Apple and researchers from Stanford Medicine teamed up to conduct a study on whether wearable technology can identify irregular heart rhythms that further indicate a condition. The duo finally released new results from the eight-month study, which had more than 400,000 participants. Apple Watches monitored the participant’s heart rhythm to detect signs of a medical condition called atrial fibrillation.
The results were presented this weekend at the American College of Cardiology conference in New Orleans, sparking a range of reactions from the cardiologists who attended. The discussion even went beyond the Apple Watch, mentioning the role of consumer wearables more broadly in screening and potentially diagnosing disease, as CNBC reports.
Some within the medical community believe there is much optimism as there were 419,000 participants, which is quite higher than most medical research studies. On the other hand, others expressed concern that the Apple Watch could trigger many false alarms.
Most agreed that the results were still preliminary since the full study has yet to be published in a scientific journal. More so, it was an observational study, rather than a randomized controlled trial.
Apple chose to focus on atrial fibrillation, as up to six million people in the United States are impacted by the condition, though many have yet to be diagnosed. For those over the age of 65, the condition puts them at a higher risk for health complications such as a stroke.
Since heart health is the focus for Apple’s efforts in health care, it’s important for the company to gain the support of cardiologists. In order to win over the medical community, Apple needs to open up about the pros and cons and of course, publish research in scientific journals.
“We’re trying to be thoughtful about how we introduce this in partnership with the medical community,” said Sumbul Desai, a physician and Apple’s vice president of health. “We want to hear (from doctors) about all the positives and all the negatives.”
While not all results have been published, researchers disclosed that about 0.5 percent of the approximately 419,000 people who participated in the study received a notification about an irregular heartbeat.

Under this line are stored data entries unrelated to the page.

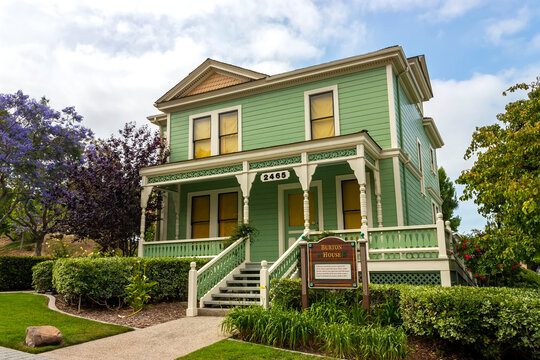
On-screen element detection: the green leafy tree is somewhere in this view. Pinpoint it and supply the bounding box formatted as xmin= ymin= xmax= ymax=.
xmin=457 ymin=78 xmax=540 ymax=264
xmin=438 ymin=167 xmax=461 ymax=231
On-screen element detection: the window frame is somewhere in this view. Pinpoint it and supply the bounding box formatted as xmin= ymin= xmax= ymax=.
xmin=429 ymin=145 xmax=437 ymax=174
xmin=218 ymin=191 xmax=239 ymax=237
xmin=218 ymin=110 xmax=239 ymax=155
xmin=304 ymin=85 xmax=340 ymax=140
xmin=192 ymin=116 xmax=212 ymax=159
xmin=417 ymin=138 xmax=426 ymax=195
xmin=188 ymin=105 xmax=242 ymax=160
xmin=186 ymin=187 xmax=241 ymax=239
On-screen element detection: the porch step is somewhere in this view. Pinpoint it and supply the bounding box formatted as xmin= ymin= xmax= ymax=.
xmin=219 ymin=286 xmax=260 ymax=292
xmin=203 ymin=300 xmax=260 ymax=307
xmin=203 ymin=262 xmax=266 ymax=309
xmin=226 ymin=279 xmax=260 ymax=285
xmin=212 ymin=293 xmax=260 ymax=299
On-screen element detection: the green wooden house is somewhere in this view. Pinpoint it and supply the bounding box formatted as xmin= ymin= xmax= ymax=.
xmin=138 ymin=46 xmax=472 ymax=314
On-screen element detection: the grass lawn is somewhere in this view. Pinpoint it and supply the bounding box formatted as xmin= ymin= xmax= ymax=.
xmin=0 ymin=293 xmax=132 ymax=354
xmin=177 ymin=339 xmax=330 ymax=360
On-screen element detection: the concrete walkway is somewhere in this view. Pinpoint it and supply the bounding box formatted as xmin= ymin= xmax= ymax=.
xmin=44 ymin=316 xmax=228 ymax=360
xmin=0 ymin=346 xmax=51 ymax=360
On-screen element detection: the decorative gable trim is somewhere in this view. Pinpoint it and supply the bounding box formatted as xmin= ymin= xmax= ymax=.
xmin=422 ymin=117 xmax=444 ymax=149
xmin=156 ymin=59 xmax=267 ymax=104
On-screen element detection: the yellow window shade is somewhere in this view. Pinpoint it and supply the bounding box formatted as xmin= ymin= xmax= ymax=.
xmin=194 ymin=139 xmax=211 ymax=158
xmin=219 ymin=192 xmax=238 ymax=220
xmin=288 ymin=191 xmax=315 ymax=227
xmin=219 ymin=111 xmax=237 ymax=135
xmin=342 ymin=180 xmax=360 ymax=211
xmin=192 ymin=196 xmax=210 ymax=222
xmin=312 ymin=118 xmax=335 ymax=139
xmin=220 ymin=135 xmax=238 ymax=154
xmin=310 ymin=92 xmax=333 ymax=119
xmin=194 ymin=117 xmax=211 ymax=140
xmin=219 ymin=220 xmax=237 ymax=237
xmin=344 ymin=211 xmax=362 ymax=229
xmin=192 ymin=223 xmax=210 ymax=239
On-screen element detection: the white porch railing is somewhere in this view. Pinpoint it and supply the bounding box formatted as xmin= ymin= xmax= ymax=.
xmin=186 ymin=236 xmax=249 ymax=317
xmin=142 ymin=237 xmax=230 ymax=258
xmin=259 ymin=229 xmax=310 ymax=308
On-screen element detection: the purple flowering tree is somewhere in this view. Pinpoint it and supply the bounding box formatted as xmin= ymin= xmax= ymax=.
xmin=0 ymin=91 xmax=92 ymax=255
xmin=61 ymin=122 xmax=168 ymax=256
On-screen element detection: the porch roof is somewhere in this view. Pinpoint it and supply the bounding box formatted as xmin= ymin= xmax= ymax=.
xmin=140 ymin=131 xmax=390 ymax=187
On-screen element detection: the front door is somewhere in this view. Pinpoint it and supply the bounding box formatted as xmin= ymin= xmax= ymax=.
xmin=283 ymin=187 xmax=318 ymax=250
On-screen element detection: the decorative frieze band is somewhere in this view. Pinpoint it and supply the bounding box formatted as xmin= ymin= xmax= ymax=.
xmin=249 ymin=156 xmax=301 ymax=170
xmin=308 ymin=148 xmax=356 ymax=162
xmin=147 ymin=164 xmax=243 ymax=184
xmin=365 ymin=152 xmax=376 ymax=165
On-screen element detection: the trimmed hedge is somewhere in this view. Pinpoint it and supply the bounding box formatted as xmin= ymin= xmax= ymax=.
xmin=270 ymin=279 xmax=540 ymax=359
xmin=0 ymin=256 xmax=52 ymax=291
xmin=32 ymin=260 xmax=55 ymax=293
xmin=51 ymin=257 xmax=209 ymax=305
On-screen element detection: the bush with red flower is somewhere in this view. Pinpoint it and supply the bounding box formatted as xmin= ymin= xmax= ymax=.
xmin=455 ymin=228 xmax=540 ymax=288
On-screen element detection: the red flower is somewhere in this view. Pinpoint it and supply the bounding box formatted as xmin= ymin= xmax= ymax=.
xmin=465 ymin=254 xmax=471 ymax=259
xmin=476 ymin=249 xmax=481 ymax=253
xmin=467 ymin=268 xmax=470 ymax=272
xmin=480 ymin=276 xmax=485 ymax=281
xmin=498 ymin=264 xmax=502 ymax=268
xmin=475 ymin=274 xmax=479 ymax=277
xmin=456 ymin=245 xmax=460 ymax=250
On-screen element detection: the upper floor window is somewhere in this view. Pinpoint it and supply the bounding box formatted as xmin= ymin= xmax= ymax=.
xmin=189 ymin=106 xmax=241 ymax=159
xmin=219 ymin=111 xmax=238 ymax=155
xmin=429 ymin=146 xmax=436 ymax=174
xmin=417 ymin=138 xmax=426 ymax=195
xmin=304 ymin=85 xmax=340 ymax=140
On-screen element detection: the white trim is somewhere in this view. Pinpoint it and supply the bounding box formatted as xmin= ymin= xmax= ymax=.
xmin=166 ymin=112 xmax=171 ymax=156
xmin=335 ymin=174 xmax=374 ymax=230
xmin=386 ymin=64 xmax=398 ymax=148
xmin=430 ymin=199 xmax=441 ymax=224
xmin=160 ymin=192 xmax=168 ymax=240
xmin=392 ymin=157 xmax=404 ymax=226
xmin=429 ymin=146 xmax=436 ymax=174
xmin=416 ymin=138 xmax=426 ymax=195
xmin=188 ymin=105 xmax=242 ymax=160
xmin=304 ymin=85 xmax=340 ymax=141
xmin=427 ymin=187 xmax=443 ymax=206
xmin=277 ymin=181 xmax=323 ymax=256
xmin=186 ymin=186 xmax=241 ymax=239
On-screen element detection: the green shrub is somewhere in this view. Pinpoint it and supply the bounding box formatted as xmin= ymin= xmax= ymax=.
xmin=221 ymin=306 xmax=408 ymax=359
xmin=0 ymin=256 xmax=52 ymax=291
xmin=32 ymin=260 xmax=55 ymax=293
xmin=52 ymin=257 xmax=209 ymax=306
xmin=400 ymin=286 xmax=540 ymax=359
xmin=511 ymin=268 xmax=540 ymax=289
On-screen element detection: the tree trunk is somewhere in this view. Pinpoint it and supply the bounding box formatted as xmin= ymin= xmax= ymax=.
xmin=34 ymin=233 xmax=45 ymax=256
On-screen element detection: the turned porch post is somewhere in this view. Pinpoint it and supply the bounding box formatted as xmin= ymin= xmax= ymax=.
xmin=293 ymin=154 xmax=317 ymax=233
xmin=138 ymin=185 xmax=154 ymax=257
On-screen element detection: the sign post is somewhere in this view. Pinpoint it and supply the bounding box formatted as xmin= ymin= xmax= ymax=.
xmin=300 ymin=241 xmax=309 ymax=310
xmin=358 ymin=234 xmax=370 ymax=311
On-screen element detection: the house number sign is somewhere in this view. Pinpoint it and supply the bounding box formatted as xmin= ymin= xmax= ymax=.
xmin=260 ymin=170 xmax=290 ymax=182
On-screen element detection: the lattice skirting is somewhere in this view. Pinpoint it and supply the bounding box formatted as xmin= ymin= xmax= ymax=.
xmin=368 ymin=271 xmax=441 ymax=286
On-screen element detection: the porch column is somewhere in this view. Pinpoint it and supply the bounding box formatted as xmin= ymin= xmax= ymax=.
xmin=293 ymin=155 xmax=317 ymax=233
xmin=373 ymin=165 xmax=383 ymax=228
xmin=138 ymin=185 xmax=154 ymax=257
xmin=347 ymin=145 xmax=368 ymax=236
xmin=236 ymin=164 xmax=257 ymax=262
xmin=172 ymin=185 xmax=181 ymax=240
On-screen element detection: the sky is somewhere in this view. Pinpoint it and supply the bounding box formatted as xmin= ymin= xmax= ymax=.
xmin=1 ymin=0 xmax=539 ymax=233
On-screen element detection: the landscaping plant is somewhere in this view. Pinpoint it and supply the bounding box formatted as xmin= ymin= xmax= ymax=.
xmin=123 ymin=260 xmax=157 ymax=313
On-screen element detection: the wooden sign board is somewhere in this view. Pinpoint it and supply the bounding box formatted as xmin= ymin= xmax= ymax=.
xmin=307 ymin=237 xmax=358 ymax=289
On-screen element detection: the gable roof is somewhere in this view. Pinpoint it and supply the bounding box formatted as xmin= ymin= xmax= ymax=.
xmin=156 ymin=59 xmax=267 ymax=103
xmin=155 ymin=46 xmax=434 ymax=112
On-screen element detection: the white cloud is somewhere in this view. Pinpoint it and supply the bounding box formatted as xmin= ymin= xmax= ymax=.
xmin=485 ymin=8 xmax=529 ymax=44
xmin=360 ymin=0 xmax=483 ymax=21
xmin=424 ymin=66 xmax=540 ymax=232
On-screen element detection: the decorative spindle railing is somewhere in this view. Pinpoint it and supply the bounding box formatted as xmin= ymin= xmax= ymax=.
xmin=143 ymin=237 xmax=229 ymax=258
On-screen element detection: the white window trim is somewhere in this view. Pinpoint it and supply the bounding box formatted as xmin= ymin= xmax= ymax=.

Stanford Medicine’s principal investigator, Mintu Turakhia, pointed to that statistic as an “important finding,” since cardiologists were concerned that the watch would lead to a high rate of false positives, sending people to the doctor’s office unnecessarily.
Out of those who did receive a notification, not all of them had followed the protocol, which asked them to contact the researchers for an electrocardiogram patch to confirm the diagnosis. Only roughly 450 did so, which is about 1 in 5.
“It’s possible that the folks who didn’t follow through were primarily those who didn’t have really bothersome symptoms,” said Kumar Dharmarajan, a cardiologist and chief scientific officer at a health insurance company, Clover Health.